Taraflar arasında görülen davada:
Davacılar, ortak miras bırakan annelerinin 4875 sayılı parseldeki 1 numaralı bağımsız bölümünü davalı oğluna devrettiğini, işlemin miras bırakanın kandırılıp hileye düşürülmesi sebebiyle geçersiz olduğunu, miras bırakanın sağlığında aynı nedenle açtığı davadan davalının baskısı ile vazgeçirildiğini ileri sürerek payları oranında tapu iptali- tescil istemişlerdir.
Davalı, derdestlik ve kesin hüküm itirazında bulunmuş, esas bakımından da davanın reddini savunmuştur.
Mahkemece, taşınmazın davalıya devrinin hile sonucu gerçekleştiği gerekçesiyle davanın kabulüne karar verilmiştir.
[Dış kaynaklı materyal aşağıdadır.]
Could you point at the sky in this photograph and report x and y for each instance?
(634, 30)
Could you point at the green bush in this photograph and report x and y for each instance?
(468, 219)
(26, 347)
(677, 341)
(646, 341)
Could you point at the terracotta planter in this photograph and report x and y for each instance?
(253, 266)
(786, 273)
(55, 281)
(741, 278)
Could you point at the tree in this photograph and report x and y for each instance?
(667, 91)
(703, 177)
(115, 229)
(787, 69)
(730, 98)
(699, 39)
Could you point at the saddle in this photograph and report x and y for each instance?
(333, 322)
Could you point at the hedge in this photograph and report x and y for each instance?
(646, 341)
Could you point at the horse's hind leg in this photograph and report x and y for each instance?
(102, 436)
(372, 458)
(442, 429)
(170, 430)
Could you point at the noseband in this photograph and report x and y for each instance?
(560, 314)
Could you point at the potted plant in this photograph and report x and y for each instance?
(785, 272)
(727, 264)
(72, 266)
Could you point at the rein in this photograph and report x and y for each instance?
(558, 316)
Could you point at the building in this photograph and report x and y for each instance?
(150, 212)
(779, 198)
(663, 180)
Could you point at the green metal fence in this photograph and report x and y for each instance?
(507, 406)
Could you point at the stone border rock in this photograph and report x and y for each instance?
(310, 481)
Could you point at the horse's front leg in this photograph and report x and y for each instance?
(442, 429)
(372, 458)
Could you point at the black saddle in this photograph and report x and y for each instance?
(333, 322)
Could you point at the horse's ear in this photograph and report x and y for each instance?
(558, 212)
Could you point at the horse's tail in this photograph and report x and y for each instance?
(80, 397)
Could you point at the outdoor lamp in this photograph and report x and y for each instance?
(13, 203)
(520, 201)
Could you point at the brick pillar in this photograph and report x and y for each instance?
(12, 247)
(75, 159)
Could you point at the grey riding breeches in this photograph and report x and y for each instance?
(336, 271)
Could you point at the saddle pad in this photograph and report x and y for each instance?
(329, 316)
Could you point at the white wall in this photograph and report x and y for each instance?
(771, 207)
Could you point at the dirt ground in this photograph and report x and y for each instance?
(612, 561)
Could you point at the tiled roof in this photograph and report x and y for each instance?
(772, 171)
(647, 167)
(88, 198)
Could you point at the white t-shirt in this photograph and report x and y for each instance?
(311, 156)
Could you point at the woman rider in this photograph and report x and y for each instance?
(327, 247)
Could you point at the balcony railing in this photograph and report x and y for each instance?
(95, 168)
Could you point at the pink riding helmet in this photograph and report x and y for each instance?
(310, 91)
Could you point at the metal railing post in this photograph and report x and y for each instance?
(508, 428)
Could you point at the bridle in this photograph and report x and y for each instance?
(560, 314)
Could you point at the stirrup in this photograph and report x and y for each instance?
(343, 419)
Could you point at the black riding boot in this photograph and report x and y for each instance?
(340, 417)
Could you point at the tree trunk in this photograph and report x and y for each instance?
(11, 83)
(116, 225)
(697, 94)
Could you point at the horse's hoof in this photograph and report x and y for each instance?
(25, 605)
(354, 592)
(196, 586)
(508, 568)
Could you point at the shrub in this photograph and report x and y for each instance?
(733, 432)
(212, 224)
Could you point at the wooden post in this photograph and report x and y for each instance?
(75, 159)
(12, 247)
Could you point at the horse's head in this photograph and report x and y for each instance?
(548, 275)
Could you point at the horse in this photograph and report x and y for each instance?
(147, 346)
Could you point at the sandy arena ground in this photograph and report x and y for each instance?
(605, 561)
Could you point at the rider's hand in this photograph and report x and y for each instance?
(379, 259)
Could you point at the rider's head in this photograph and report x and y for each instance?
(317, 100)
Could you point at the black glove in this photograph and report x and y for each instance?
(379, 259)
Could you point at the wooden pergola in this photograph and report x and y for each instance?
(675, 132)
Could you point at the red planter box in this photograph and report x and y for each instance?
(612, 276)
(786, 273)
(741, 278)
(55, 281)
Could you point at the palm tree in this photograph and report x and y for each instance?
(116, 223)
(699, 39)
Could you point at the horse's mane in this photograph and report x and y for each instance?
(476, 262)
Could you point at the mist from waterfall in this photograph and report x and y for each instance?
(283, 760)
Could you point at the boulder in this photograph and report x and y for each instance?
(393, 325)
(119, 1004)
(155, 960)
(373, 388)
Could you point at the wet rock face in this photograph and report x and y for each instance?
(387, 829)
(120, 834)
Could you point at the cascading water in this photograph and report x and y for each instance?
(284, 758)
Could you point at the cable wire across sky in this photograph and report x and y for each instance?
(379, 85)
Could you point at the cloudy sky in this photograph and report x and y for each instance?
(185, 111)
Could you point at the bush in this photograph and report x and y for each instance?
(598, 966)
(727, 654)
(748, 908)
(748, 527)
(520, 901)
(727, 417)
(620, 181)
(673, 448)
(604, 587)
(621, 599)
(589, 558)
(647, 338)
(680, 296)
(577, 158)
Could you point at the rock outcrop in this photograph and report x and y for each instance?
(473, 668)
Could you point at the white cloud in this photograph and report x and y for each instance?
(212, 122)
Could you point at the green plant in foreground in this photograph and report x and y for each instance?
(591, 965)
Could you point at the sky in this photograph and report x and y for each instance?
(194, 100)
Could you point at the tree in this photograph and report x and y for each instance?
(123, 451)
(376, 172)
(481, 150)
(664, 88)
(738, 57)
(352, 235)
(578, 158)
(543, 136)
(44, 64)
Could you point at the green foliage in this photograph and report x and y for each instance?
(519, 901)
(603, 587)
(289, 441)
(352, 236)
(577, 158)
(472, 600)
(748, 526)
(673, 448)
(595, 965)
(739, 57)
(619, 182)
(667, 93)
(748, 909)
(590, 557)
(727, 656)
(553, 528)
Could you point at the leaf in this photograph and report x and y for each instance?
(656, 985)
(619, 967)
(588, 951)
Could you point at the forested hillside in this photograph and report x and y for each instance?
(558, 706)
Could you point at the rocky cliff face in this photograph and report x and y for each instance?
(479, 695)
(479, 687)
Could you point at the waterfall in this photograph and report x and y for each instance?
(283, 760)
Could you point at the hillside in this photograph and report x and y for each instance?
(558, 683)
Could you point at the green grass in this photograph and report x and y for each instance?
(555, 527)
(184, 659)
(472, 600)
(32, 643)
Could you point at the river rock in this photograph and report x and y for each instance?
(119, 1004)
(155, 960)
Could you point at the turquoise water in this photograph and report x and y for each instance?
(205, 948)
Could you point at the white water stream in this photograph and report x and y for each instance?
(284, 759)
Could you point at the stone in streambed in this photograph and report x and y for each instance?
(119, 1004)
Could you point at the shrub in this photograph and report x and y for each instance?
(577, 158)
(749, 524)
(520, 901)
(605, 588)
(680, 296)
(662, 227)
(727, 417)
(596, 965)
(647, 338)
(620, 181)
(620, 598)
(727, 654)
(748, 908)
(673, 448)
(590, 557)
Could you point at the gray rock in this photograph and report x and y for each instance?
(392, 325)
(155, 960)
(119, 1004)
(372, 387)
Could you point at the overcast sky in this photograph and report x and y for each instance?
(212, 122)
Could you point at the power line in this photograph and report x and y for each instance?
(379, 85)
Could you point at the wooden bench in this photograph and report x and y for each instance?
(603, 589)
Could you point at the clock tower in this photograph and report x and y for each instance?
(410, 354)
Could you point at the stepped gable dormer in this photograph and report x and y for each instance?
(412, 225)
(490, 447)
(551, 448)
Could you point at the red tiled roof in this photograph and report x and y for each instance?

Karar, davalı tarafından süresinde duruşma istemli temyiz edilmiş olmakla; Tetkik Hakimi raporu okundu, düşüncesi alında. Dosya incelendi, duruşma isteği dava değeri yönünden reddedildi, gereği görüşülüp düşünüldü.
Dava, ""hile"" hukuksal nedenine dayalı tapu iptali-tescil isteğine ilişkindir.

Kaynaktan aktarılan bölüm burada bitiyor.